The saga of Nike and the United States Postal Service should have come to a conclusion in May, when their once-controversial Air Force 1 was scheduled to release. A delay pushed back the release date indefinitely, though, which means we’re still awaiting one of the most talked-about sneakers of the year.
Barring any more false starts, a sense of finality should soon be upon us. Nike has once again set a release date for the unofficial, criticized, and then officially licensed sneaker. The Air Force 1 is now due to release this Friday, July 30 through the Nike SNKRS app.
Once collectors finally have the sneakers in hand, they’ll be in possession of one of the most dramatic releases in the history of the culture. The Air Force 1s could have been lost to history and lawsuits, and the subsequent delay seems appropriate given the USPS’ own difficulties with delivering on time during the pandemic.

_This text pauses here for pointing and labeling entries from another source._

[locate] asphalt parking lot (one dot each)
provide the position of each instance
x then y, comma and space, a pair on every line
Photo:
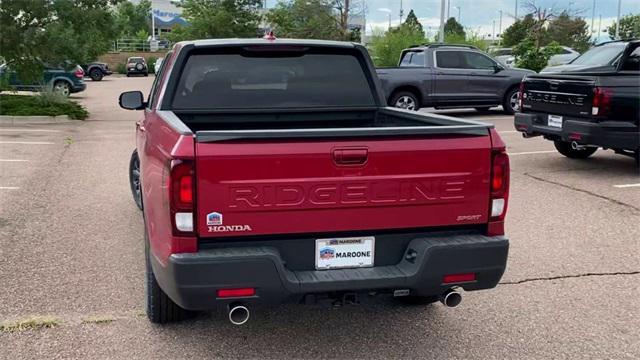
71, 247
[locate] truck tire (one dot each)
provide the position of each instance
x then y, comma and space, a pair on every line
95, 74
160, 308
134, 179
405, 100
565, 149
510, 102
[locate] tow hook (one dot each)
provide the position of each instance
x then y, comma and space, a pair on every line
451, 298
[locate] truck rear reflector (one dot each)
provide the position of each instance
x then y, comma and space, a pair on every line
458, 278
242, 292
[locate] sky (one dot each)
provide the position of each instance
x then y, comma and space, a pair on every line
478, 15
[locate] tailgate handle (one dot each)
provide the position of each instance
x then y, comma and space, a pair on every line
351, 156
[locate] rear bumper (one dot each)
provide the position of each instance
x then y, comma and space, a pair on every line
622, 135
191, 280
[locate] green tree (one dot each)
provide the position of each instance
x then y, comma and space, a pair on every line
386, 47
629, 27
35, 32
529, 56
518, 31
132, 18
453, 27
217, 19
568, 31
306, 19
413, 23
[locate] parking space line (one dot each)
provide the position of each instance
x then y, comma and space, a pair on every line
27, 130
627, 185
532, 152
27, 142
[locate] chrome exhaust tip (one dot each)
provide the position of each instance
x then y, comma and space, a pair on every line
451, 298
238, 314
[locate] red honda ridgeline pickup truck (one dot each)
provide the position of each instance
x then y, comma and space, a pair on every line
272, 171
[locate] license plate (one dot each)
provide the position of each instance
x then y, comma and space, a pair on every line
340, 253
554, 121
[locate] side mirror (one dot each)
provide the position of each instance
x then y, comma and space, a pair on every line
132, 100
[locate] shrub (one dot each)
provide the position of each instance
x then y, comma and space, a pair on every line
43, 104
528, 56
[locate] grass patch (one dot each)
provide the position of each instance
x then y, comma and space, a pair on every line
44, 104
100, 319
32, 323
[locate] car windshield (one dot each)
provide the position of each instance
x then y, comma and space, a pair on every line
600, 55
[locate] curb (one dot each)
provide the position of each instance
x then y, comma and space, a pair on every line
21, 120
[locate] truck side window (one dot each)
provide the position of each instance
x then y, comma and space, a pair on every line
632, 63
451, 60
478, 61
413, 59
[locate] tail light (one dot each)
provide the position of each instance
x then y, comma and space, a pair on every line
499, 192
181, 194
521, 95
601, 104
79, 73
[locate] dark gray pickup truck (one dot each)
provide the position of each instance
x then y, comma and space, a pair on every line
582, 108
450, 76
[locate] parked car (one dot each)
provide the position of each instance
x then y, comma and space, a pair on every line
96, 70
156, 66
137, 65
584, 108
273, 171
450, 76
600, 57
56, 78
565, 56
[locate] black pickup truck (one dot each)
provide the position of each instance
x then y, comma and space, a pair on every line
585, 109
450, 76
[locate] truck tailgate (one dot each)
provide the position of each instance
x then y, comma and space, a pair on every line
558, 94
276, 186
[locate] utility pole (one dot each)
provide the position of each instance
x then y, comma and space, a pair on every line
493, 32
618, 21
441, 33
599, 25
593, 16
500, 28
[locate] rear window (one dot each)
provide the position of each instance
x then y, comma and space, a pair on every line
270, 80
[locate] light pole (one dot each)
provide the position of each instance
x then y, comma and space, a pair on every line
500, 27
441, 32
618, 21
493, 32
458, 7
593, 15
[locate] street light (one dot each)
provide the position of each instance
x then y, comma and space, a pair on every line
385, 10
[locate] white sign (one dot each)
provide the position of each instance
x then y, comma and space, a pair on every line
345, 252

But as novel as the story has been, we’re just ready for the whole thing to be over.
How we got here — Despite never having officially unveiling or acknowledging the sneaker, Nike drew the ire of the USPS because of leaked images for its Postal Service-inspired Air Force 1. The shoe’s design took references from USPS shipping labels and packaging clear enough for the government agency to cry foul and threaten legal action.

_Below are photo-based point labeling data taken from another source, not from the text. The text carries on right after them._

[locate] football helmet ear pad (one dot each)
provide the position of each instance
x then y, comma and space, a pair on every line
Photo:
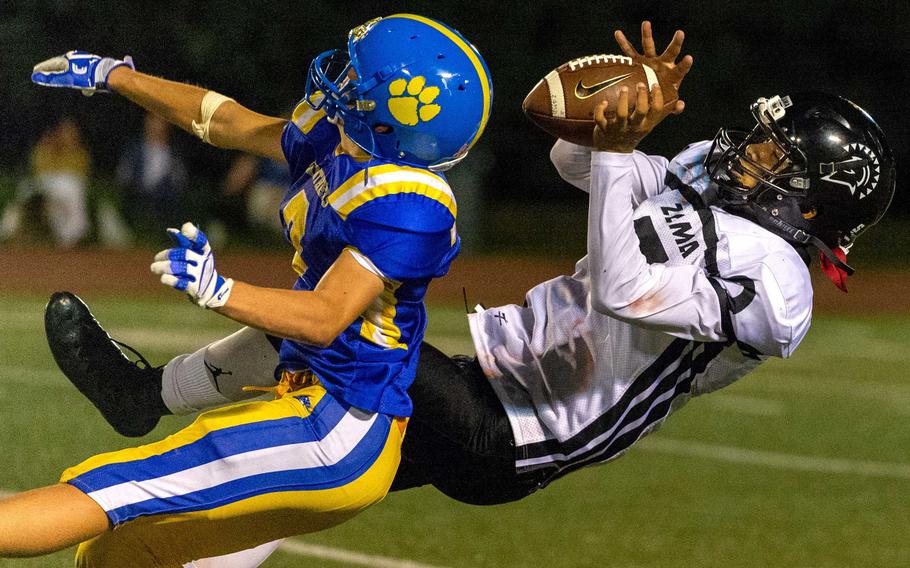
833, 179
409, 89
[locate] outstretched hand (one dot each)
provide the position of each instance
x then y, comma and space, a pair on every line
79, 70
190, 267
668, 70
620, 131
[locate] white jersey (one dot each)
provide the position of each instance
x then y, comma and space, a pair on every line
674, 299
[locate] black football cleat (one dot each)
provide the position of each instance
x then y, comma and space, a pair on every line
127, 393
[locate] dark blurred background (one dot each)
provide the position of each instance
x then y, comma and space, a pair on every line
258, 53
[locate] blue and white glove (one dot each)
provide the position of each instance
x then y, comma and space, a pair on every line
78, 70
190, 267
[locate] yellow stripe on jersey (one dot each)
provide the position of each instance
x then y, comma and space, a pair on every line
305, 117
472, 56
243, 524
294, 215
390, 179
227, 417
379, 320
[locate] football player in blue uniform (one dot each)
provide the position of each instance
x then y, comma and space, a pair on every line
372, 221
591, 362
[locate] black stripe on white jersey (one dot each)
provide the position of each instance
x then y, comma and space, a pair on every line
701, 203
656, 413
607, 421
642, 416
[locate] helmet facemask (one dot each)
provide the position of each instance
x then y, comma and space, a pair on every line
775, 193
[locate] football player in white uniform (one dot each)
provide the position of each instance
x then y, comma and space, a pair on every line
696, 272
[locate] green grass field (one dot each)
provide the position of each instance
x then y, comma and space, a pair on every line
803, 463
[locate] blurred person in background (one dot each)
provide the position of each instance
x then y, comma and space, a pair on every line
153, 178
253, 190
56, 189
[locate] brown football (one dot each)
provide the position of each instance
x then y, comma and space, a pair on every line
563, 102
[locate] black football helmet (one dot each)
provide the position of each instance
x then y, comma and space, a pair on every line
832, 175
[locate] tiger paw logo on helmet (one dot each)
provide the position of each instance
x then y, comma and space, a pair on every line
418, 105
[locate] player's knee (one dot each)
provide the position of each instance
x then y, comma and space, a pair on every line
114, 550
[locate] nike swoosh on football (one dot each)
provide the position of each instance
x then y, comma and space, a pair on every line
583, 91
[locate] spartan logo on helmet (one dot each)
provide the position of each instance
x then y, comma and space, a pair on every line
859, 172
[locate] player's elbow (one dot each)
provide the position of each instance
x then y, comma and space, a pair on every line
608, 305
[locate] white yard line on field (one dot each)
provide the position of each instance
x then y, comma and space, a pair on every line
333, 554
776, 460
348, 556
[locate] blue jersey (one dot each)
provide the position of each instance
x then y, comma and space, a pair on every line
400, 222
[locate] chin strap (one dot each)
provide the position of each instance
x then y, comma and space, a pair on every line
832, 271
833, 262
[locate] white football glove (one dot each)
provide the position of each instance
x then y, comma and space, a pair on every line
190, 267
78, 70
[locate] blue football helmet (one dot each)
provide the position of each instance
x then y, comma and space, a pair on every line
410, 90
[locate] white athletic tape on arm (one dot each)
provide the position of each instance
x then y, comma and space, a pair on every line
210, 103
557, 97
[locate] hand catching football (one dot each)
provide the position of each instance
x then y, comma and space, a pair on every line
565, 101
621, 132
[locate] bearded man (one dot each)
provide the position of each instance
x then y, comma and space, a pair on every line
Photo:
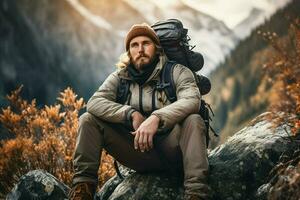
147, 127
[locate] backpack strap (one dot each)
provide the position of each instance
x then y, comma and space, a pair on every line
123, 91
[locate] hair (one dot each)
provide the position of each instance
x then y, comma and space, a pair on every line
124, 59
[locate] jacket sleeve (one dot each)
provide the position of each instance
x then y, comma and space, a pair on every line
103, 102
188, 99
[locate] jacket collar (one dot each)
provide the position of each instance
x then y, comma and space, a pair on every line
123, 73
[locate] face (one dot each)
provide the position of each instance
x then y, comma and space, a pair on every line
142, 51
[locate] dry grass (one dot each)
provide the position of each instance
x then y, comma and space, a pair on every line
43, 139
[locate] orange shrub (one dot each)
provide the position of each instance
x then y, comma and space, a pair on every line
283, 71
43, 139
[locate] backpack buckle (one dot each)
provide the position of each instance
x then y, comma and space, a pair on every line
161, 86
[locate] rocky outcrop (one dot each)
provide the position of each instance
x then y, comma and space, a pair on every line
238, 168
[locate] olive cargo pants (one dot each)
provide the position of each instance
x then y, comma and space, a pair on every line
184, 146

In a spicy news release, the USPS even called out the hypocrisy of Nike ripping off its intellectual property while the shoemaker itself was hawkishly pursuing legal action against imitators. “This is an unfortunate situation where a brand as large as Nike, which aggressively protects its own intellectual property, has chosen to leverage another brand for its own gain,” the postal service said.

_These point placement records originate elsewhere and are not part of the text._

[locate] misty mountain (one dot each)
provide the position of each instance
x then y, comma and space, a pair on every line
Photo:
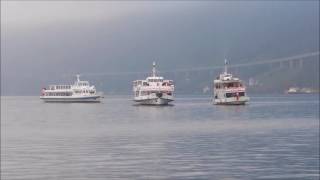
176, 35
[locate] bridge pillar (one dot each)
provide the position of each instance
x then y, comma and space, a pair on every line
291, 64
300, 63
281, 64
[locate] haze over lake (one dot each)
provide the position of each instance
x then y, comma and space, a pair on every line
40, 46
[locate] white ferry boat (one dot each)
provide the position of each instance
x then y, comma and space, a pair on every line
80, 91
154, 90
229, 90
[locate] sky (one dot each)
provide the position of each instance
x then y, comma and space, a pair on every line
47, 42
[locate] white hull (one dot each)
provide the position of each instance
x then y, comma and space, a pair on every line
231, 101
71, 99
153, 101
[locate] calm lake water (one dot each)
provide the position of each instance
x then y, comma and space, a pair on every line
274, 137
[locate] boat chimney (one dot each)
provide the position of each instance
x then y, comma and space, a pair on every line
225, 66
154, 69
78, 77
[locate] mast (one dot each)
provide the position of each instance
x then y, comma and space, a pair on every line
78, 77
225, 66
154, 69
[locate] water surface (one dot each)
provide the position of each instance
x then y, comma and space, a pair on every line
274, 137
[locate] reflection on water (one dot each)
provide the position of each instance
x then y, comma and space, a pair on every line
271, 138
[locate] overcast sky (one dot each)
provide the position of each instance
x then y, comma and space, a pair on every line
41, 41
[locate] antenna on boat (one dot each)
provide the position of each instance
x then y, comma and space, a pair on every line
78, 77
225, 66
154, 69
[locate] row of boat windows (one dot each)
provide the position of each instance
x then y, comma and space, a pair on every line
84, 91
82, 84
155, 80
228, 95
145, 93
60, 87
58, 94
228, 85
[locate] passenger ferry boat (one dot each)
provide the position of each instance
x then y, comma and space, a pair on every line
154, 90
229, 90
80, 91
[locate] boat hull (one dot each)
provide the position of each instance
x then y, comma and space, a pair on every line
154, 101
231, 101
92, 99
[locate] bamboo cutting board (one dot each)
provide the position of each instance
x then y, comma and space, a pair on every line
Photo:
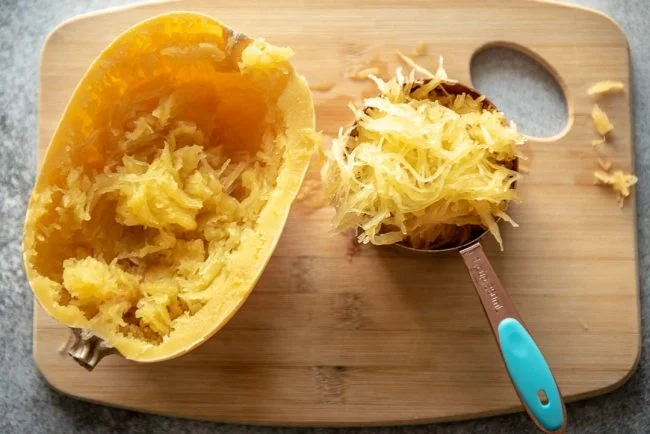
329, 338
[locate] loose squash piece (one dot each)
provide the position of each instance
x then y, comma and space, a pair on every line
167, 184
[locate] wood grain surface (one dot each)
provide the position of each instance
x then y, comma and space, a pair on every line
382, 337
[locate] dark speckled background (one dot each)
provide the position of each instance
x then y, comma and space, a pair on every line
28, 405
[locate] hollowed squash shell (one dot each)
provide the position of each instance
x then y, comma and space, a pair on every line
167, 184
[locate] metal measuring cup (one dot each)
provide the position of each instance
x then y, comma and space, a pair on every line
528, 370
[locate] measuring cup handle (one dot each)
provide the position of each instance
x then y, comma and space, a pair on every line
526, 366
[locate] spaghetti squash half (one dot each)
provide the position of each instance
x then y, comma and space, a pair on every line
167, 184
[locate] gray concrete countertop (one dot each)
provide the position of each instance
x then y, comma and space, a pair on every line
28, 405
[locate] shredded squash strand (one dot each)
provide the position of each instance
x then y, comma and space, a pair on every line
422, 166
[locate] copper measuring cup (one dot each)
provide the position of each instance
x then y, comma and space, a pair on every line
529, 372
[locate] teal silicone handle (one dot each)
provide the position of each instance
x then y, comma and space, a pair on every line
531, 375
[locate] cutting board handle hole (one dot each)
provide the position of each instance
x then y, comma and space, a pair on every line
524, 87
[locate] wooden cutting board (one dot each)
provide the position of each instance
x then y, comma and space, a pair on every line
382, 338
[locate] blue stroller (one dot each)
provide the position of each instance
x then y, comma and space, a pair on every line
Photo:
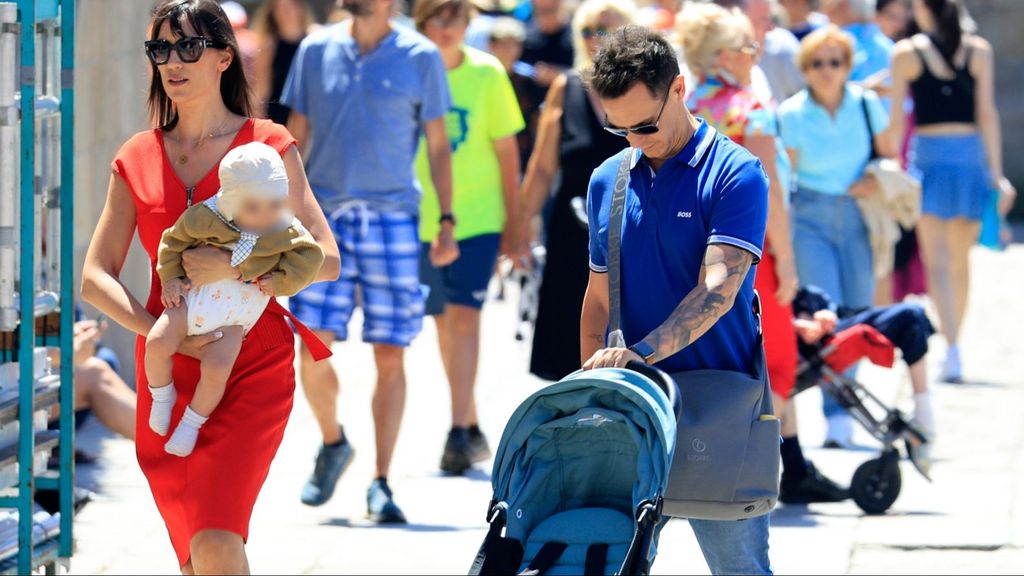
580, 475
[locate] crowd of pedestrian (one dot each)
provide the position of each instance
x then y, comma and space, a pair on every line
424, 142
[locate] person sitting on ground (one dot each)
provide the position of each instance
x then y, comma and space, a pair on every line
275, 257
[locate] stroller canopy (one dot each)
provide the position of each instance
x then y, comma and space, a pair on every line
597, 439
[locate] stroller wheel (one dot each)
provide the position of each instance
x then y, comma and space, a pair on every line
877, 484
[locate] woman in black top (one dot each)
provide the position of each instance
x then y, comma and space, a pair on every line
570, 138
956, 151
281, 25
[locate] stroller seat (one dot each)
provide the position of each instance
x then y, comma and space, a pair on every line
580, 541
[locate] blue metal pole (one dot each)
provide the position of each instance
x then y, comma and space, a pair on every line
67, 274
26, 444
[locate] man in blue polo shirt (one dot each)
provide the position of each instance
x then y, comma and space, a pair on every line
361, 93
693, 224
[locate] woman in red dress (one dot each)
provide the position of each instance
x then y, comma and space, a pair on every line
200, 99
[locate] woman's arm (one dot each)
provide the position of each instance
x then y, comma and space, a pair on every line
988, 119
507, 150
542, 168
101, 285
309, 213
777, 230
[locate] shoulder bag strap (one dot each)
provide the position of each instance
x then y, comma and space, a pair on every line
870, 130
615, 337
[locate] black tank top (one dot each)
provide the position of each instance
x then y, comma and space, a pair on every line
936, 99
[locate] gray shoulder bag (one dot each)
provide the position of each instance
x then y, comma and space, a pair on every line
727, 443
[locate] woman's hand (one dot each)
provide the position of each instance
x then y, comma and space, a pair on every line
1008, 195
193, 345
788, 283
866, 187
206, 264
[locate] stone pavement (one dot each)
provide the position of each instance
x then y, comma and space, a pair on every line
970, 520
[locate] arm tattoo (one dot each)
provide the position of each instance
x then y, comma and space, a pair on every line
724, 270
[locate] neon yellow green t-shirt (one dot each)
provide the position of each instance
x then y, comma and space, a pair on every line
483, 109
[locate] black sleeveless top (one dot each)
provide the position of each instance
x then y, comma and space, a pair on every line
284, 53
936, 99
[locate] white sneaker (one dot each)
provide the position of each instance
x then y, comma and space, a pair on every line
951, 369
840, 433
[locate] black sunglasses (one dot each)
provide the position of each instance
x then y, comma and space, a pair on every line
645, 129
832, 63
189, 49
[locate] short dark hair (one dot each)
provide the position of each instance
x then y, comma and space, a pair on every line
634, 53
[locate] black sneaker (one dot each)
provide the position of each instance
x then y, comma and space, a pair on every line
458, 455
812, 488
479, 449
331, 463
380, 504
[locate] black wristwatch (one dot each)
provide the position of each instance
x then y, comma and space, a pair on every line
644, 351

More than a month after the callout, the USPS made a surprising announcement in which it said it had come to terms with Nike to move forward with the Air Force 1 as an officially licensed sneaker. The reverse in course set the stage for the sneaker to release at the end of May, but it was then quietly removed without any explanation.
No sneaker in memory has created such a sense of whiplash, and one could easily be skeptical that the USPS Air Force 1 indeed will finally go ahead as planned. We’ll just have to take Nike for its word that the July 30 release date is final — but the saga won’t be over until we see the sneaker on-foot.